Lingokids, a Spanish startup specialized in digital content in English for young children, has closed 2020 tripling its growth globally and with the incorporation of 11 million new families using its app. It currently has 25 million users and is present in practically all the countries of the world, and it has positioned itself as a reference tool for learning from home during the pandemic. In Spain there are already about 650,000 families that use it, of which more than 200,000 have joined this year.
The company registered a notable increase in users during the months in which educational centers around the world remained closed, as it was identified as a complementary alternative of great interest to maintain the evolution of learning in English for children, thanks to a methodology innovative and attractive that, in addition to teaching, entertains, a highly valued aspect to parents during home confinement.
“It is part of our purpose as a company to help reduce inequalities in access to knowledge for children. For this reason, since our creation we have collaborated with different organizations in several countries to offer our content free of charge to families with difficulties or without resources. This year, we have put our focus on helping all families with their children at home who needed educational support ”, Explain Cristóbal Viedma, CEO and co-founder of Lingokids.
During the pandemic, the startup opened its contents for free for 60 days for anyone who wanted to try its app; it granted 3,000 licenses to schools interested in using its contents to facilitate their students’ learning from home; and distributed 40,000 licenses between NGOs such as the Red Cross and UNHCR in Spain, UNICEF in Latin America and the Caribbean, and Save the Children in the United States, to try to reach the most disadvantaged families.
On the other hand, Lingokids also signed agreements with various companies in order to offer their employees, users and clients a free tool to reinforce learning and entertainment for the little ones. In Spain, one of those agreements made it a provider of content in English for the platform Educlan, created by RTVE as a support resource during the temporary closure of schools.
Companies such as Huawei, MÁSMÓVIL, Orange, Mastercard or Cuétara offered their customers free subscriptions to the Lingokids app, and similar agreements were reached with Vodafone in the United Kingdom or T-Mobile in the United States.
Contents adapted to the new reality
The company has known how to adapt the contents of its platform to the new reality of these months, incorporating videos and songs such as ‘The song of the bubbles’ and ‘Washing Hands Game) ‘, about hygiene habits and how to wash hands, or ‘Don’t stop Baby Bot’, to practice physical exercise as a family. In total, this year it has had more than 230 million views of its videos on YouTube.

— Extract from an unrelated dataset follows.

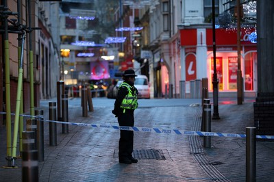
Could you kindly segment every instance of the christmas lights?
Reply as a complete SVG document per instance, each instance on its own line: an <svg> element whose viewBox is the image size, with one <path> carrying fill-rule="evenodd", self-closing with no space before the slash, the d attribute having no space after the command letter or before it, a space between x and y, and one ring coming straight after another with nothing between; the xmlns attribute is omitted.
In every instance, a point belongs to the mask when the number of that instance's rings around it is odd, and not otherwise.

Also, in summer he launched his LingoCamp, with weekly activities so that children could also be entertained during their vacations, once the course is over.
To cope with this increase in its volume of activity, this year Lingokids has increased its workforce by more than 33%, going from 60 employees in January to currently having a team of 80 people.
Acknowledgments and prospects for 2021
Its trajectory to date has made it worthy of being chosen as one of the Top20 LinkedIn startups, in addition to being part of the documentary series Google for Startups ‘Stories of 2020’, with the story ‘Educating in technology’, in which Cristóbal Viedma has participated.
Looking ahead to 2021, the company aims to reach 60 million families using its app globally; work on new content related to STEM activities (number logic, concept relationship, etc.) and that stimulate the skills and abilities known as soft skills (especially critical thinking and creativity), always in an English environment; and develop the agreement reached with the historic German educational games company Ravensburger, which this year has entered the startup as an investor, leading a round of 8.5 million euros closed in full lockdown.